The building of the cathedral was connected to Bulgaria’s liberation from the rule of the Ottoman Empire in 1879. Since at that time Bulgarians didn’t have an army while the Russians had political interests in the region, the main part of the war was undertaken by the Russian army. After the end of the Russian-Turkish War of 1878-1879, the grateful Bulgarian people wanted to build a monument to all the brave men, Bulgarian and Russian, who fought and died for the liberation of the country.
It was decided that a magnificent Orthodox cathedral is what would best embody the memory of the sacrifice. The construction process took 30 years, as the ongoing wars at the time delayed the official opening of the cathedral for yet another 12 years, until 1924. It was also heavily damaged during WWII, when American and British planes bombed Sofia.
Alexander Nevsky was a 13th-century prince, later declared a saint, who engaged in some of the toughest battles of the Kievan Rus (a Slavic tribes federation, the ancestor of today’s Russia). Saint Alexander Nevsky was the personal patron-saint of the Emperor Alexander II of Russia, who ruled the country during the liberation war of Bulgaria, so he was chosen as the patron of the cathedral as a gesture of respect and gratefulness.
When the foundations of the cathedral were laid, a metal boxed with the names of the members of the government was buried next to them.
The cathedral has 12 bells, all created in Moscow and brought to Sofia from there.
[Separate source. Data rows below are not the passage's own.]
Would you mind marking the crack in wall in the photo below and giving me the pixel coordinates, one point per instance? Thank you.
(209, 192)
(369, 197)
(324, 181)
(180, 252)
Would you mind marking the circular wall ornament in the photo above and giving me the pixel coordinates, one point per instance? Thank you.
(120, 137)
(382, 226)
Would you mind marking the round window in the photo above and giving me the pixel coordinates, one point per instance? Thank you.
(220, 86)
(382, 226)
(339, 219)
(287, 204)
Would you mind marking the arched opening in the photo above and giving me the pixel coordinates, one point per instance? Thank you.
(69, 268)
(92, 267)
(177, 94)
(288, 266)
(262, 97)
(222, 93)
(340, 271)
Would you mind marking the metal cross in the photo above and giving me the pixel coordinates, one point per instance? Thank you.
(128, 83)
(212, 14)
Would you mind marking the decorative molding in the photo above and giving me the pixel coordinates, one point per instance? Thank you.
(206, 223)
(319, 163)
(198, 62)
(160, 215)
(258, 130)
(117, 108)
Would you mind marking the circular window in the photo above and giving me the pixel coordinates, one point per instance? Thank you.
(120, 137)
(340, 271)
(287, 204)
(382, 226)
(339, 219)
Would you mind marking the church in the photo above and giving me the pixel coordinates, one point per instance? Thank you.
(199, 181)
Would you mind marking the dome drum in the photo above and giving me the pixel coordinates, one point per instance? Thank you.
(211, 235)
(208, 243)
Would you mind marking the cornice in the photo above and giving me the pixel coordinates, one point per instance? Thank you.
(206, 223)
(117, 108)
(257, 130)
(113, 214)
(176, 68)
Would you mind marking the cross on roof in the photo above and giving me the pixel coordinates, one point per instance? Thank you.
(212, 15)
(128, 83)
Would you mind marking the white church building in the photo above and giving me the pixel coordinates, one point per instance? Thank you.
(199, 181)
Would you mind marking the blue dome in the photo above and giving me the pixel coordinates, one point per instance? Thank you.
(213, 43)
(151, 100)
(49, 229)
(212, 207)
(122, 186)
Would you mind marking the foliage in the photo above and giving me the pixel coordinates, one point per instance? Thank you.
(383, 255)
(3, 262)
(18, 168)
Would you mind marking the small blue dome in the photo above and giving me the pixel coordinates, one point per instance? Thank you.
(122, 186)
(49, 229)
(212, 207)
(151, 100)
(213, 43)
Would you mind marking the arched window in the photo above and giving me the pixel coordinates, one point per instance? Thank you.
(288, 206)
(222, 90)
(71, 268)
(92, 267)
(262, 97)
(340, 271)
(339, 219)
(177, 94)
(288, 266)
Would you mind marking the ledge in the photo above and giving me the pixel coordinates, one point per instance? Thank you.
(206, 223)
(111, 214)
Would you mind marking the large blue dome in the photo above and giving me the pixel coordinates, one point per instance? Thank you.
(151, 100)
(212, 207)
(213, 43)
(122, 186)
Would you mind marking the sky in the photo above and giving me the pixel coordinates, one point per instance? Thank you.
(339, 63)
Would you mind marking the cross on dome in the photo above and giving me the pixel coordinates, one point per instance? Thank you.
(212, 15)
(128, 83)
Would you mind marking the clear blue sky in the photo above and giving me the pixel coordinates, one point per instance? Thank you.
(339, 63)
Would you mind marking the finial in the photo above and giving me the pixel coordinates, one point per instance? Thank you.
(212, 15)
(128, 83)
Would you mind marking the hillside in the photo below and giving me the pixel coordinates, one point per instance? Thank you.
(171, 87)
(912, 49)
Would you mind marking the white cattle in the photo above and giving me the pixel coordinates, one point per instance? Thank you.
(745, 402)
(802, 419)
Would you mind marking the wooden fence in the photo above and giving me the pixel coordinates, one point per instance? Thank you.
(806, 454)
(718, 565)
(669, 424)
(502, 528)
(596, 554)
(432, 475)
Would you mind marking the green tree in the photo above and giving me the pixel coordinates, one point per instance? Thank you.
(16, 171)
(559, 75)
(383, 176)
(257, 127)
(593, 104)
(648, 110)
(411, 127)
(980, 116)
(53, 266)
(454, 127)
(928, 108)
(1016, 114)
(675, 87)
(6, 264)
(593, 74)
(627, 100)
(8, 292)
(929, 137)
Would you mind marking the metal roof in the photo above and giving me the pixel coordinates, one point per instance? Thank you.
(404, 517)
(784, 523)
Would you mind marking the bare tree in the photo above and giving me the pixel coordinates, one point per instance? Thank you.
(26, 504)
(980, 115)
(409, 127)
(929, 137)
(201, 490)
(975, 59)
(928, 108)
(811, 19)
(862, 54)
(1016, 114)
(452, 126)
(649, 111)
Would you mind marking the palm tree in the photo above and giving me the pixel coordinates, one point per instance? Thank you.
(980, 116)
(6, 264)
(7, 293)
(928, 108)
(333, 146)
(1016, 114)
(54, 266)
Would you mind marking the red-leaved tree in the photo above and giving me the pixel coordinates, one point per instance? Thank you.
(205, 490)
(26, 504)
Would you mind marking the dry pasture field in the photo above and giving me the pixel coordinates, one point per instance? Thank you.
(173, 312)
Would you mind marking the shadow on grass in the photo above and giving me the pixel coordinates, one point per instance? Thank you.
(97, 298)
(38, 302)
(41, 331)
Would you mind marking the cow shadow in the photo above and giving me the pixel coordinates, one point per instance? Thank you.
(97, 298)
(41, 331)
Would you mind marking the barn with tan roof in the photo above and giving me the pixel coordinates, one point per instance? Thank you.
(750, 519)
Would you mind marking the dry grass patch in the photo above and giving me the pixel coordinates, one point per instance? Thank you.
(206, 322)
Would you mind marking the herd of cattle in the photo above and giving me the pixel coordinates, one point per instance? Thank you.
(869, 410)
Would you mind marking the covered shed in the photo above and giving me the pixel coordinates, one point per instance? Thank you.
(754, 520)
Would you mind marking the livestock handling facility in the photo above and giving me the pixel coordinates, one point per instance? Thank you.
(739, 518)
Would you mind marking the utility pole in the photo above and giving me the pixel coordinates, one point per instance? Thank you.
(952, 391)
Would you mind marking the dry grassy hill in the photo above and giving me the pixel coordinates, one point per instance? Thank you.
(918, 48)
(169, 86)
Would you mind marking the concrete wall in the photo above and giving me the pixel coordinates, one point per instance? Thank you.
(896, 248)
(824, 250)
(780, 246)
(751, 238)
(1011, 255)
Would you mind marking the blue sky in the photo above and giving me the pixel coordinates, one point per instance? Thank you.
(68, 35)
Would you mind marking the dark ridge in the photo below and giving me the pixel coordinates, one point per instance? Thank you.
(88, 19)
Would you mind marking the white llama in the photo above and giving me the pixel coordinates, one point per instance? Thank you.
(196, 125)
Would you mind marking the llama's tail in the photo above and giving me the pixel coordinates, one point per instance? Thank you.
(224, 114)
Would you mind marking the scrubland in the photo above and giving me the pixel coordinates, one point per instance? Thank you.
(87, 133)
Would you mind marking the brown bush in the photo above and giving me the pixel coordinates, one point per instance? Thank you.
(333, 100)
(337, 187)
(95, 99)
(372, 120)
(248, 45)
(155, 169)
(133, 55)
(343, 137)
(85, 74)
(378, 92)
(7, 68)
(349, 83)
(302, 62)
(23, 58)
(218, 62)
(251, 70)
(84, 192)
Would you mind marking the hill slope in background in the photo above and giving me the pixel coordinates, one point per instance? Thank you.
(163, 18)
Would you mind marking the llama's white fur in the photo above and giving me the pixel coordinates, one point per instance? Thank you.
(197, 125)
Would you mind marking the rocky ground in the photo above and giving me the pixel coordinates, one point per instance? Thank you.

The biggest of them weighs 12 tons, while the smallest is only 10 kg.
The domes of the cathedral are covered in gold.
Rare and expensive materials were used to furnish the interior of the cathedral as well – Italian marble, Brazilian onyx, Indian alabaster, and chandeliers from Munich.
In the crypt of the cathedral, there is a small museum dedicated to Christian art where you can see a collection of unique icons and murals characterizing the development of the Bulgarian religious art.